According to Han, the countryside of Hainan Province has an advantage over mainland areas of China. "The vegetation coverage in Hainan's countryside is high. The forest coverage rate was 57 percent in 2007 for the whole province, three times that of the national average," Han said. "It's comparatively easier for us to build the countryside into a garden-like paradise."

In the nearby village of Tianxin, there is a story about how the area became a haven for egrets. In 1987, a veteran doctor in the village found a wounded egret in a tree near his home and helped it to recover. Months later the recovered egret began to mate and breed. After two decades there were tens of thousands of egrets in the woods to the east of the village.

"The birds are really a precious gift to our village. Besides the regular village renovation projects, the villagers voluntarily built a tour path in the woods at their own expense for the villagers and outsiders to come to see these beautiful birds," said village head Chen Yuexian.

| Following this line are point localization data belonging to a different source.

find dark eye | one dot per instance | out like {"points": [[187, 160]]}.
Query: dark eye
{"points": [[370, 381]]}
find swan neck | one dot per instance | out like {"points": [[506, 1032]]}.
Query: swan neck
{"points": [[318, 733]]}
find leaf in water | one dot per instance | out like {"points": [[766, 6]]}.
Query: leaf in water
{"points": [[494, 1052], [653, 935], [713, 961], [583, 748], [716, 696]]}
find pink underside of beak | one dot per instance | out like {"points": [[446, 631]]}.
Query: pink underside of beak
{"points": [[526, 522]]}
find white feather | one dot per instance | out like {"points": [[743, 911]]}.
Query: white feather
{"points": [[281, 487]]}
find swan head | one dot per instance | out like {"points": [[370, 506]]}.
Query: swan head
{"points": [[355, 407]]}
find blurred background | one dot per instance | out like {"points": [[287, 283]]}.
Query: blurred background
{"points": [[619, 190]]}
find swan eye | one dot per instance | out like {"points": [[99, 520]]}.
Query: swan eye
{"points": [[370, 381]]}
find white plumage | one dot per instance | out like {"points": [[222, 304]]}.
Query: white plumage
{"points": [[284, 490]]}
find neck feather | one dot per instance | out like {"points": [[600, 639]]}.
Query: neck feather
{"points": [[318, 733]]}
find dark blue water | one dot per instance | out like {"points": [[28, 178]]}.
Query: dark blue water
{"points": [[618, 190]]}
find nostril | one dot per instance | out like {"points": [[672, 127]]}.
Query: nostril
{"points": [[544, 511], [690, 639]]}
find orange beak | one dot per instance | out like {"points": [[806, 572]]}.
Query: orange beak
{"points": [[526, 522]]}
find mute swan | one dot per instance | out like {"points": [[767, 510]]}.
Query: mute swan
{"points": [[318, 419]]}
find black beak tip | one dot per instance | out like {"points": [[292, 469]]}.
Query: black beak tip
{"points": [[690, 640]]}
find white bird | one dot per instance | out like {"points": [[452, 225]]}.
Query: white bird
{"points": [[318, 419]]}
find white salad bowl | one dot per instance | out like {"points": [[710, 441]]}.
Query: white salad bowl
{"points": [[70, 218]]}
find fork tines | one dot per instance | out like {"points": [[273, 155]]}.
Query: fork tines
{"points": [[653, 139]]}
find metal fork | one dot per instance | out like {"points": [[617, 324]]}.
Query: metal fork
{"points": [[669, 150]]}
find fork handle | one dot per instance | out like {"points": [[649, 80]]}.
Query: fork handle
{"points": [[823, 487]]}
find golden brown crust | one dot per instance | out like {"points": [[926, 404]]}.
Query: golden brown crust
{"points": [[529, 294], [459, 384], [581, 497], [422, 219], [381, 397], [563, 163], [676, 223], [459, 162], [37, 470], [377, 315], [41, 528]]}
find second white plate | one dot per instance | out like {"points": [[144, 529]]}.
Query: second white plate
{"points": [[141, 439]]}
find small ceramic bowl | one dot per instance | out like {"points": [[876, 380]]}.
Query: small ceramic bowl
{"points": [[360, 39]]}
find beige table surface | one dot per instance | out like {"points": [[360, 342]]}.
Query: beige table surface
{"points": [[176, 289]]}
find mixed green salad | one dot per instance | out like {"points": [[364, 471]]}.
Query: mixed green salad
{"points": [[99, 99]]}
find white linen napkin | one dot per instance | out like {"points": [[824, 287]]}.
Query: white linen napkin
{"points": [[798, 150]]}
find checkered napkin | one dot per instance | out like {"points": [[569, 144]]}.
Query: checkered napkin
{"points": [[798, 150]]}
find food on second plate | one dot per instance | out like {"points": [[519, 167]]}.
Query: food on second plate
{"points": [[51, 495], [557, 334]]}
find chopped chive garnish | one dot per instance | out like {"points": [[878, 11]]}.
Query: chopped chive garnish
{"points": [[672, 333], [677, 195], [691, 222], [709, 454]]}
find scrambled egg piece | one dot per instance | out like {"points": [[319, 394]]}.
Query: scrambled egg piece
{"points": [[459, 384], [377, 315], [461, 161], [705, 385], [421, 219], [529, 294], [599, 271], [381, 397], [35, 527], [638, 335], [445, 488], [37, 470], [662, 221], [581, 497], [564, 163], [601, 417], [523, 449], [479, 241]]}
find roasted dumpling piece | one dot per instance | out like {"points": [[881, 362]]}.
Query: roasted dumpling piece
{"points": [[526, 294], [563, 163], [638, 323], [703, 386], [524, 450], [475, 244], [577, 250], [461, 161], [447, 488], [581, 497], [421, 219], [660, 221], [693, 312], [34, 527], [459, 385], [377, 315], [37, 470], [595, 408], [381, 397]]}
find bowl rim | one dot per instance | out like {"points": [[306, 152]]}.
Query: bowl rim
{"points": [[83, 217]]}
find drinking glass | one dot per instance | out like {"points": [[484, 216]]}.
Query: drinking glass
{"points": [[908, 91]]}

The villagers and birds live in harmony with each other. "Sometimes villagers from other areas nearby would come to shoot these birds for meat and we have to stop them. Last year we caught an illegal hunter and he was sent to prison for some time," Chen said.

Economic restructuring

Restructuring the area's economic pattern is an important task of the new countryside construction program. In Longlian Village, the amount of livestock has been decreased for economic and environmental reasons.

"Only one household in the village is still raising pigs. We encouraged our farmers to grow more cash crops like rubber plants and peppers, which are more profitable than raising scattered livestock," said Liang, the village head. He added that the per-capita income in the village had risen to 6,800 yuan ($971) in 2007, an increase of 1,500 yuan ($214) over 2006.

Liang said several households in his village had begun raising frogs using self-built pools, in some cases adding as much as 10,000 yuan ($1,400) to their annual family income.

According to Chen, his village plans to build a large-scale pig farm in the coming years. "We are aiming at mass breeding that can produce 10,000 pigs each year," said the ambitious young chief.

As the environment improves, some villages have begun to develop tourism. "Tourists from the cities can fish in the lakes, try our rustic food and watch excellent countryside entertainment shows," said Liang, who is very confident about the future of his village.

For some villages, the countryside construction project has been a way out of poverty. In 2003, two thirds of the 72 households in Li minority-dominated Fangman Village were below the poverty line with per capita income of 1,152 yuan ($164).

After two years of poverty-alleviation measures, which changed the village both environmentally and economically, per-capita income there had risen to 1,943 yuan ($277) by 2005, a year-on-year increase of 31 percent.

Statistics show the province has devoted 840 million yuan ($120 million) to helping the poor since 1988. The poverty-stricken population had been reduced to 128,000 by the end of 2007 from 2 million in 1987.